Tip #2: Give Options
When I find out the needs and wants of a client, I try to send them a few different options or ideas of what can heal their angst. I then get their feedback about what they liked and didn’t like about each potential solution (in this case is a candidate). I also enjoy playing devil’s advocate to try and make the client think outside of the box. I always look for feedback, good or bad, so I can keep searching for their best fit. Listening to their feedback and acting on it is also essential to keeping a strong relationship with the client. This can translate to any service job by giving your customers options instead of one hard-and-fast solution.
Tip #3: Create Open Communication
You are probably picking up on the idea that good customer service is based on great, two-way communication – and that’s because it is. When you are still searching for a solution, but haven’t found anything yet, you should let the client know. I like to keep my clients updated with each step of the process, even if it means just letting them know I’m still looking for the best solution.

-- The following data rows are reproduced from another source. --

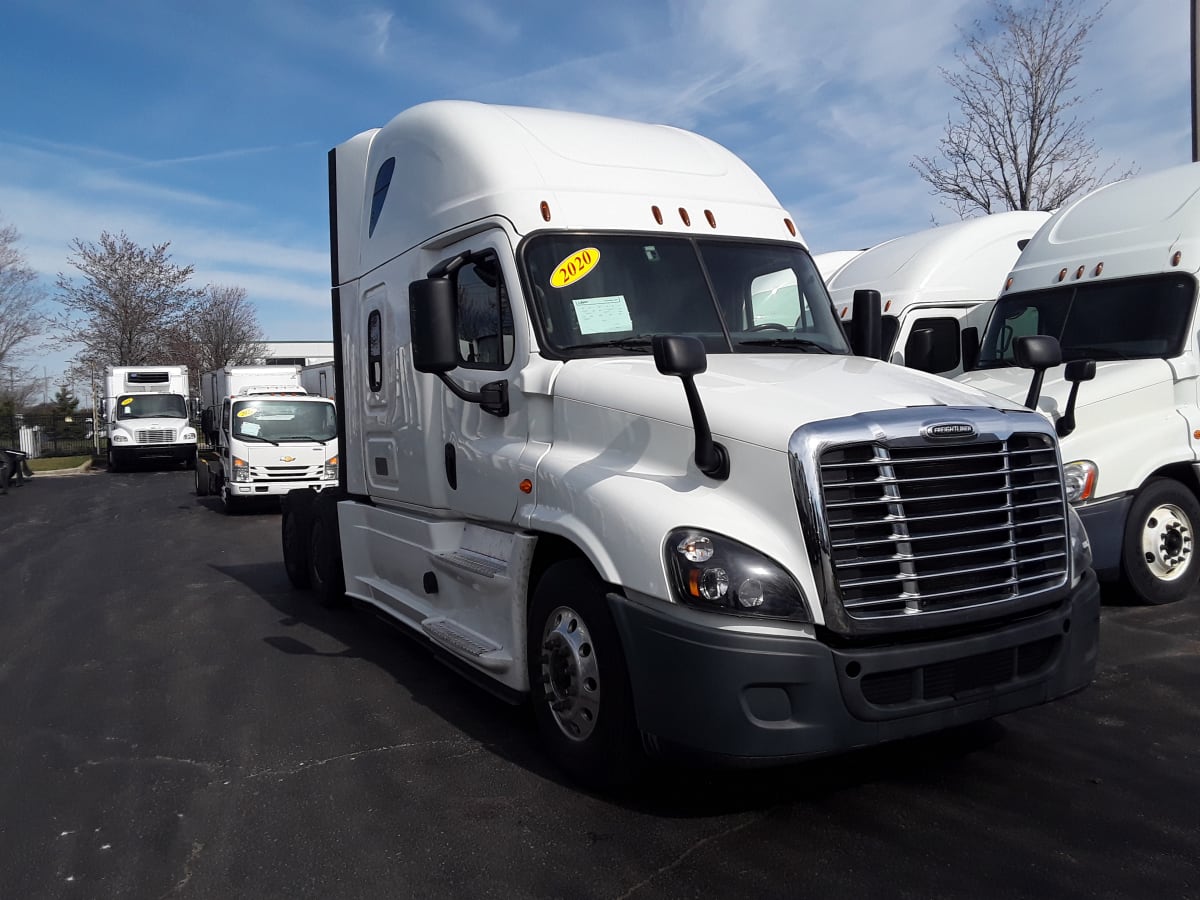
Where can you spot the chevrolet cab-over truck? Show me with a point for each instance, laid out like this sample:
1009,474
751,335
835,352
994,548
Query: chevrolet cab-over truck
592,475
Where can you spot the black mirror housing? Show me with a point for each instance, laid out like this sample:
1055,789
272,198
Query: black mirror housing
1037,352
433,317
679,354
865,329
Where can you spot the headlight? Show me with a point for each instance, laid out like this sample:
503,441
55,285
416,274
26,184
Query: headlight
240,469
720,575
1080,547
1080,479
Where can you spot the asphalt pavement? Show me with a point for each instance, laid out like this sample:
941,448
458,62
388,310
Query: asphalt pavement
178,721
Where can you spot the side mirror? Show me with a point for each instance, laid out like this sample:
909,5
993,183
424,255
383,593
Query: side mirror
433,317
970,341
918,352
684,357
865,329
1039,353
1078,371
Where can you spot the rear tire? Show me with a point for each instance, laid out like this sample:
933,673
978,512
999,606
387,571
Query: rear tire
295,550
582,700
1159,553
325,571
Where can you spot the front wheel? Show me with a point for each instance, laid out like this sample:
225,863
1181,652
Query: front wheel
579,681
1158,553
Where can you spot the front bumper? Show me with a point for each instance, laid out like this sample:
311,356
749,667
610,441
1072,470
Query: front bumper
751,699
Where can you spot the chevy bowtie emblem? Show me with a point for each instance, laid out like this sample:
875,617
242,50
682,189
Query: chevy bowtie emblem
949,430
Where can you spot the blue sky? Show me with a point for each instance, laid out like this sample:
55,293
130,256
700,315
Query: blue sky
207,124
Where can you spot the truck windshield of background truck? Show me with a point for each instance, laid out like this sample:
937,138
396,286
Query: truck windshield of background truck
597,294
1132,318
282,420
150,406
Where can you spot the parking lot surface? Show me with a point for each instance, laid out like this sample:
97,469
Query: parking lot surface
179,721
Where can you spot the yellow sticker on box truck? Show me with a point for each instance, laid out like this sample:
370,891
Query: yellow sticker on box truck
575,267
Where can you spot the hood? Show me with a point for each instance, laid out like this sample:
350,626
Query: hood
762,399
1113,378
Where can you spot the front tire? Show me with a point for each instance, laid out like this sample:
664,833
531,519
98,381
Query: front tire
1159,552
582,700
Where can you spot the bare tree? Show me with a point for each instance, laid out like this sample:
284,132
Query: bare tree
222,329
127,305
1017,143
21,298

Don’t keep them in the dark and guessing about your progress – it kills the trust between you.
On that note, it’s also very important to be available. This doesn’t mean you need to take calls at all hours of the day and night, but depending on your role, it is sometimes necessary to respond to your client when they are in need. I am clear with my clients about my work boundaries, but in case of emergencies they have my cell number to reach me. If I receive a call from anyone, I immediately pick up the phone and call them to address the problem.
Tip #4: Treat Others How You Want to be Treated
Don’t roll your eyes at this one – the age-old saying is 100 percent true. For every client I work with, I try to put myself in their shoes and see things from their point of view. What would I need and want if I were in their position? Remain positive and treat your customers equally.
Outside of work, you are being served every day by other members of the working community. Think of the best service you have received or would like to receive, and mimic it in your own service-based role. Treating others with respect, fairness and positivity goes a long way and is key to getting a dedicated customer in any industry.